Classification based on Topological Data Analysis
This work provides a new, direct TDA-based classification method for researchers and practitioners dealing with complex, imbalanced multi-class datasets, offering an alternative to traditional ML approaches.
This paper introduces a novel algorithm, TDABC, that directly applies Topological Data Analysis (TDA) to multi-class classification problems, including imbalanced datasets. The method constructs a filtered simplicial complex and uses persistent homology to guide labeling unlabeled points based on votes from labeled neighbors, outperforming baseline k-NN and wk-NN classifiers on 8 datasets, particularly for entangled and minority classes.
Topological Data Analysis (TDA) is an emergent field that aims to discover topological information hidden in a dataset. TDA tools have been commonly used to create filters and topological descriptors to improve Machine Learning (ML) methods.

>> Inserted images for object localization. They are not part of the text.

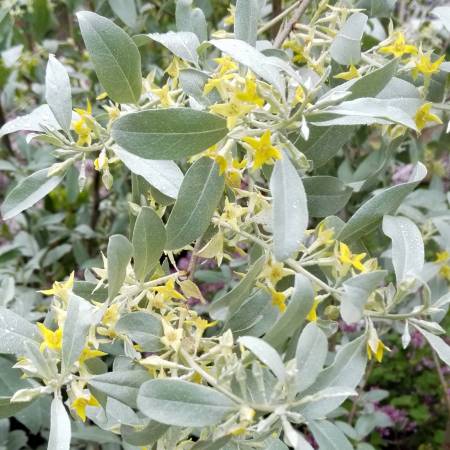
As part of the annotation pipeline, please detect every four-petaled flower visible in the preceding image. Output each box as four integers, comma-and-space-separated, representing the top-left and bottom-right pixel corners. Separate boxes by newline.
39, 272, 74, 303
72, 394, 100, 422
367, 338, 388, 363
379, 32, 417, 58
151, 278, 185, 302
242, 130, 282, 170
339, 242, 367, 272
37, 323, 62, 352
414, 103, 442, 131
72, 100, 94, 146
334, 64, 360, 81
413, 53, 445, 79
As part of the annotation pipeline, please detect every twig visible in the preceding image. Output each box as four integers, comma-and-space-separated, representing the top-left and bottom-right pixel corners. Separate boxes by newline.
0, 101, 13, 156
186, 238, 203, 280
348, 359, 375, 424
258, 1, 302, 35
273, 0, 312, 48
271, 0, 283, 38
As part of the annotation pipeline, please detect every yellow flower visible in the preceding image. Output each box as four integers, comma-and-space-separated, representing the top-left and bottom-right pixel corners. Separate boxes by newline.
269, 287, 286, 312
39, 271, 74, 303
306, 299, 320, 322
435, 251, 449, 263
102, 304, 120, 328
242, 130, 282, 170
283, 39, 306, 63
440, 265, 450, 281
413, 53, 445, 79
366, 339, 388, 363
78, 347, 107, 365
317, 223, 334, 245
214, 55, 238, 76
414, 103, 442, 131
260, 259, 290, 285
165, 56, 188, 81
379, 32, 417, 58
221, 197, 247, 229
224, 5, 235, 26
72, 394, 100, 422
151, 84, 173, 107
151, 278, 185, 302
160, 318, 183, 352
235, 73, 264, 106
72, 100, 94, 146
37, 323, 62, 352
338, 242, 366, 272
293, 85, 305, 106
96, 92, 108, 101
334, 65, 360, 81
192, 317, 218, 336
210, 96, 254, 129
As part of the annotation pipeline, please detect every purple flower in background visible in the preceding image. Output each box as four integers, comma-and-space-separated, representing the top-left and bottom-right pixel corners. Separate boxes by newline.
392, 164, 414, 185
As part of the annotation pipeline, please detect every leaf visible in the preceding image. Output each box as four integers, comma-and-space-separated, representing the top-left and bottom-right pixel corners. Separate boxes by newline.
88, 370, 150, 408
356, 0, 396, 17
132, 207, 166, 281
122, 421, 169, 446
264, 274, 315, 350
107, 234, 133, 300
309, 420, 353, 450
45, 54, 72, 132
234, 0, 259, 46
270, 155, 308, 261
192, 436, 232, 449
179, 68, 220, 106
338, 163, 427, 242
341, 271, 387, 324
165, 158, 224, 250
1, 168, 64, 220
432, 6, 450, 33
382, 215, 424, 284
330, 13, 368, 65
416, 327, 450, 366
137, 379, 236, 427
282, 418, 314, 450
111, 109, 228, 160
77, 11, 141, 104
139, 31, 200, 64
238, 336, 286, 382
62, 295, 94, 374
296, 323, 328, 393
209, 39, 285, 94
114, 146, 183, 199
116, 312, 163, 352
303, 176, 352, 217
48, 398, 71, 450
209, 255, 265, 321
0, 307, 40, 355
108, 0, 137, 28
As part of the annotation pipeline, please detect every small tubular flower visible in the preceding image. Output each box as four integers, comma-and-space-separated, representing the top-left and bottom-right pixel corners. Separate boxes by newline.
242, 130, 282, 170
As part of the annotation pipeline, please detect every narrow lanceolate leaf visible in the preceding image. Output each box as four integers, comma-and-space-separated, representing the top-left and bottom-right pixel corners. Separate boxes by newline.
140, 32, 200, 64
338, 163, 427, 242
239, 336, 286, 382
234, 0, 259, 46
45, 54, 72, 132
137, 379, 236, 427
107, 234, 133, 300
382, 215, 424, 284
270, 155, 308, 261
111, 109, 228, 160
264, 274, 314, 350
62, 295, 94, 374
165, 158, 224, 250
114, 146, 183, 199
108, 0, 137, 28
77, 11, 141, 104
209, 255, 266, 321
1, 169, 64, 220
416, 327, 450, 366
309, 420, 353, 450
0, 308, 40, 355
132, 207, 166, 281
329, 12, 368, 65
296, 323, 328, 393
48, 398, 71, 450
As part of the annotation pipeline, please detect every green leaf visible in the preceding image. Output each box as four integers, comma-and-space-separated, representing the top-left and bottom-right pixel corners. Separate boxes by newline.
122, 421, 169, 446
76, 11, 141, 104
296, 323, 328, 393
330, 13, 368, 65
239, 336, 286, 382
0, 307, 40, 355
48, 398, 71, 450
432, 6, 450, 33
165, 158, 224, 250
190, 7, 208, 42
111, 109, 228, 160
139, 31, 200, 64
342, 271, 387, 324
132, 207, 166, 281
309, 420, 353, 450
209, 255, 265, 321
264, 274, 314, 350
338, 163, 427, 242
356, 0, 396, 17
137, 379, 236, 427
45, 54, 72, 132
108, 0, 137, 28
234, 0, 259, 46
88, 370, 150, 408
116, 312, 163, 352
107, 234, 133, 300
270, 155, 308, 261
62, 295, 94, 374
192, 436, 232, 450
1, 169, 64, 220
303, 176, 352, 217
382, 215, 424, 284
416, 327, 450, 366
176, 0, 194, 32
114, 146, 183, 199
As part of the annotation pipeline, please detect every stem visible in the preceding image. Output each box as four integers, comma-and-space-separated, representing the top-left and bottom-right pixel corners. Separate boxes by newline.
431, 348, 450, 414
258, 1, 301, 35
187, 238, 203, 280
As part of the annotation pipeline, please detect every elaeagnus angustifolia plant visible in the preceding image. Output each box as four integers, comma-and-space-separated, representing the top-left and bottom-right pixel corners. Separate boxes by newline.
0, 0, 449, 449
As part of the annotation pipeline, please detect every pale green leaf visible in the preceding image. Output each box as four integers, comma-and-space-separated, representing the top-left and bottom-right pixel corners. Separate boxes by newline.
108, 0, 137, 28
235, 0, 259, 46
48, 398, 71, 450
309, 420, 353, 450
417, 327, 450, 366
107, 234, 133, 300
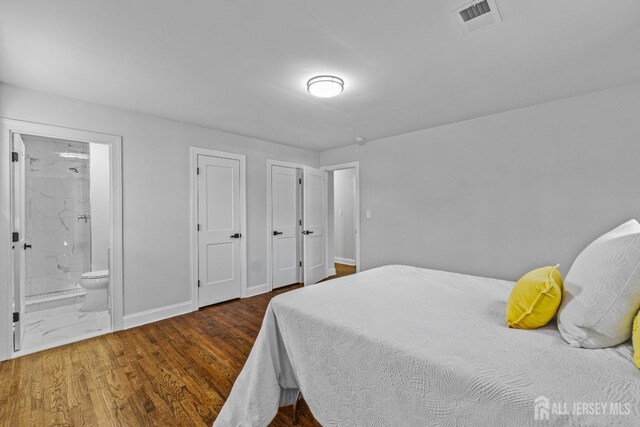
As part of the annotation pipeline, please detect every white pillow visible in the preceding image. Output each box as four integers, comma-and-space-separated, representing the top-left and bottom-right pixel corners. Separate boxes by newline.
558, 219, 640, 348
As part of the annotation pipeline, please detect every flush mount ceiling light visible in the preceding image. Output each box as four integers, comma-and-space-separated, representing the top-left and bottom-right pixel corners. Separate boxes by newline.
307, 75, 344, 98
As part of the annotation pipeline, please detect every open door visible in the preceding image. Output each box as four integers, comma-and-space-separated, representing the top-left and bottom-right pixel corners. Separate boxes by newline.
11, 132, 26, 352
271, 165, 301, 288
302, 166, 327, 286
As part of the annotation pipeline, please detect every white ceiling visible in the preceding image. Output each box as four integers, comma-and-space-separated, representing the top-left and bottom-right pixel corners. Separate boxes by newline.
1, 0, 639, 151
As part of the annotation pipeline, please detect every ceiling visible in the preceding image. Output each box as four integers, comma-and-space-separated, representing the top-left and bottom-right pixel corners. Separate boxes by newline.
1, 0, 639, 151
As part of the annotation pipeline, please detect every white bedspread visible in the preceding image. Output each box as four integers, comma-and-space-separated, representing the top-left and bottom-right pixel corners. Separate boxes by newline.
214, 265, 640, 426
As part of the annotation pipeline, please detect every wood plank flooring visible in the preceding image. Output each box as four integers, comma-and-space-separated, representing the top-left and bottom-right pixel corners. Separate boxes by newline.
333, 263, 356, 278
0, 264, 356, 427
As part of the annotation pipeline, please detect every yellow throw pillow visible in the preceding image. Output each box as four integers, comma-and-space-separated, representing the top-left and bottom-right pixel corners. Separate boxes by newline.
633, 312, 640, 368
507, 265, 563, 329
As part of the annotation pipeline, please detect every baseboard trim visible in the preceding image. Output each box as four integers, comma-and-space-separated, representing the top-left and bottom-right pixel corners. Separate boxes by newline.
245, 283, 270, 298
123, 301, 193, 329
334, 257, 356, 266
327, 268, 337, 277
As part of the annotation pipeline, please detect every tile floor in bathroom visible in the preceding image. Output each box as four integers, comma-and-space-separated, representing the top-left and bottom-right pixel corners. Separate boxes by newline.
22, 303, 110, 350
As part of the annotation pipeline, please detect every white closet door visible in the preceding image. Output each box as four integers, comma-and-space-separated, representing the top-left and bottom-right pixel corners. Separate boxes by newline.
272, 166, 300, 289
12, 132, 26, 351
303, 166, 327, 286
197, 155, 242, 307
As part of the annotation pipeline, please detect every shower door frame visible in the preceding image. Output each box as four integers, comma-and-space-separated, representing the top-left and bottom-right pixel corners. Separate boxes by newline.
0, 119, 124, 360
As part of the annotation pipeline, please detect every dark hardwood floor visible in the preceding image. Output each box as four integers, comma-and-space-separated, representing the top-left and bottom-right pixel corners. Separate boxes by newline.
0, 264, 356, 427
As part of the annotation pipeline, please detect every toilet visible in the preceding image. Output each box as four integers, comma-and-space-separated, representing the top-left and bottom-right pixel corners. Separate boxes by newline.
79, 270, 109, 312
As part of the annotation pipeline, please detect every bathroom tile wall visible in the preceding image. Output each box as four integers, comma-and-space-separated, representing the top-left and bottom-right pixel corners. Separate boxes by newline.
23, 136, 91, 297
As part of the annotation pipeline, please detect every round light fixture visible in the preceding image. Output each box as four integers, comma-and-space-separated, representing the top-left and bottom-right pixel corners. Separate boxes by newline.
307, 75, 344, 98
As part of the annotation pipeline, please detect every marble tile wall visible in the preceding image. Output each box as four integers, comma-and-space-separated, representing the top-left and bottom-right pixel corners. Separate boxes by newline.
23, 136, 91, 297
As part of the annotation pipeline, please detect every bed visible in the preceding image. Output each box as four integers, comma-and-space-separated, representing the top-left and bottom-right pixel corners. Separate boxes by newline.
214, 265, 640, 426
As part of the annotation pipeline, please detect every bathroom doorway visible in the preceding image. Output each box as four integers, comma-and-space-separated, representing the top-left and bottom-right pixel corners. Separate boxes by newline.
1, 119, 123, 359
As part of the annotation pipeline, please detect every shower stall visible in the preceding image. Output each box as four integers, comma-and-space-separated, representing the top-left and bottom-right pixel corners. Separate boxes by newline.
22, 135, 91, 311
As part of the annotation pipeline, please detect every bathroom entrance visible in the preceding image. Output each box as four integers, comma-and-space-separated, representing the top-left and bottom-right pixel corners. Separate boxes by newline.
1, 119, 123, 359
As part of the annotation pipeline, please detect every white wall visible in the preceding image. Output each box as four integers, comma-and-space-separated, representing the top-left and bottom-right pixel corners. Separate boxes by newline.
0, 83, 319, 317
89, 142, 110, 271
333, 169, 355, 263
320, 82, 640, 281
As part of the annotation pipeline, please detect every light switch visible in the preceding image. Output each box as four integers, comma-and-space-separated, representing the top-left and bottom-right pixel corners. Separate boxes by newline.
366, 210, 372, 219
338, 209, 343, 216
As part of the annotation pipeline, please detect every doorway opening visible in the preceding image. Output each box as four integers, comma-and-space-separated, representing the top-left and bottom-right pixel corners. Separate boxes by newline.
328, 168, 357, 278
1, 119, 123, 360
16, 134, 111, 351
323, 162, 360, 280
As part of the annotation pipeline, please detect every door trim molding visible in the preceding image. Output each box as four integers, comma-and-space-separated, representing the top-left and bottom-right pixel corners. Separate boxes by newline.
0, 118, 124, 361
190, 147, 247, 311
320, 161, 361, 274
266, 159, 306, 292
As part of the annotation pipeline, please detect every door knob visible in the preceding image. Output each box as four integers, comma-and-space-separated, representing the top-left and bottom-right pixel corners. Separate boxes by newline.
230, 233, 241, 239
302, 230, 314, 235
273, 231, 283, 236
23, 243, 32, 250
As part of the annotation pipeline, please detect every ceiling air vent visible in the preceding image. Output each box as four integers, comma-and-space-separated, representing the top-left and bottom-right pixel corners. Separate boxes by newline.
452, 0, 502, 36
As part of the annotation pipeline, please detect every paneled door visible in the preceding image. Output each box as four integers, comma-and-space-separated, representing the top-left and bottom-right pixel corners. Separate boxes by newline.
11, 132, 26, 351
302, 166, 327, 286
197, 155, 242, 307
271, 165, 301, 288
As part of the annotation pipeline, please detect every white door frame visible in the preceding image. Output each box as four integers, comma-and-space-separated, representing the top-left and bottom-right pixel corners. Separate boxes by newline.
321, 161, 361, 274
190, 147, 247, 310
266, 159, 306, 292
0, 118, 124, 361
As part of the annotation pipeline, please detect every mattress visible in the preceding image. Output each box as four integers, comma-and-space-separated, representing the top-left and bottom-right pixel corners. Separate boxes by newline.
214, 265, 640, 426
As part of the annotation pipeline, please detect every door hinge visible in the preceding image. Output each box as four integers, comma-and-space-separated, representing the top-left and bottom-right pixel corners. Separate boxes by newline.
197, 167, 200, 175
11, 152, 18, 162
12, 232, 19, 243
299, 220, 302, 226
299, 178, 302, 184
299, 261, 302, 267
13, 312, 19, 322
197, 280, 201, 288
197, 224, 200, 231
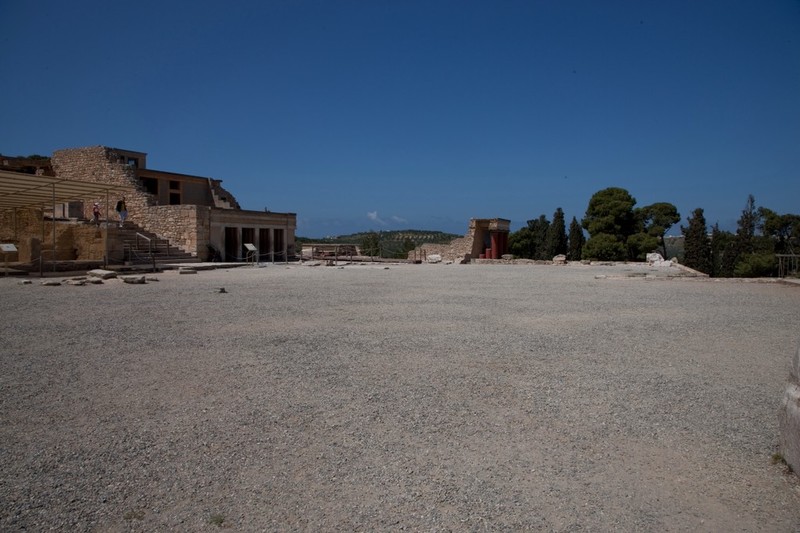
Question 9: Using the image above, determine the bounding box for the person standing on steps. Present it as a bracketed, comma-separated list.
[92, 202, 101, 226]
[115, 196, 128, 228]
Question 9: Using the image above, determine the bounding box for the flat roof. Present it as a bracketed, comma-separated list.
[0, 170, 133, 211]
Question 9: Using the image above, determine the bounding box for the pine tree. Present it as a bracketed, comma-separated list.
[735, 194, 759, 255]
[528, 215, 551, 260]
[711, 224, 736, 277]
[681, 208, 711, 274]
[546, 208, 568, 258]
[568, 216, 585, 260]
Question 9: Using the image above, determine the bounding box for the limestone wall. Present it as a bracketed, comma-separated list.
[408, 234, 473, 263]
[0, 208, 41, 261]
[51, 147, 214, 257]
[0, 209, 106, 262]
[136, 205, 211, 258]
[51, 146, 156, 224]
[779, 344, 800, 474]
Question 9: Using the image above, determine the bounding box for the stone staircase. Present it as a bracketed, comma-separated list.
[109, 223, 199, 265]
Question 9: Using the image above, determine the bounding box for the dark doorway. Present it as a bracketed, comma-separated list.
[241, 228, 255, 258]
[224, 227, 238, 261]
[274, 229, 285, 261]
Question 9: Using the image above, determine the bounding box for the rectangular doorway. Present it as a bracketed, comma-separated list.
[224, 227, 238, 261]
[241, 228, 255, 258]
[259, 228, 271, 261]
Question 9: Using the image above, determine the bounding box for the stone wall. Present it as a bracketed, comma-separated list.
[408, 234, 473, 263]
[407, 218, 510, 263]
[779, 344, 800, 474]
[50, 147, 217, 257]
[136, 205, 212, 258]
[51, 146, 156, 224]
[0, 208, 42, 261]
[0, 208, 106, 262]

This paper proposes an algorithm that applies TDA directly to multi-class classification problems, even imbalanced datasets, without any further ML stage. The proposed algorithm built a filtered simplicial complex on the dataset. Persistent homology is then applied to guide choosing a sub-complex where unlabeled points obtain the label with most votes from labeled neighboring points. To assess the proposed method, 8 datasets were selected with several degrees of class entanglement, variability on the samples per class, and dimensionality. On average, the proposed TDABC method was capable of overcoming baseline classifiers (wk-NN and k-NN) in each of the computed metrics, especially on classifying entangled and minority classes.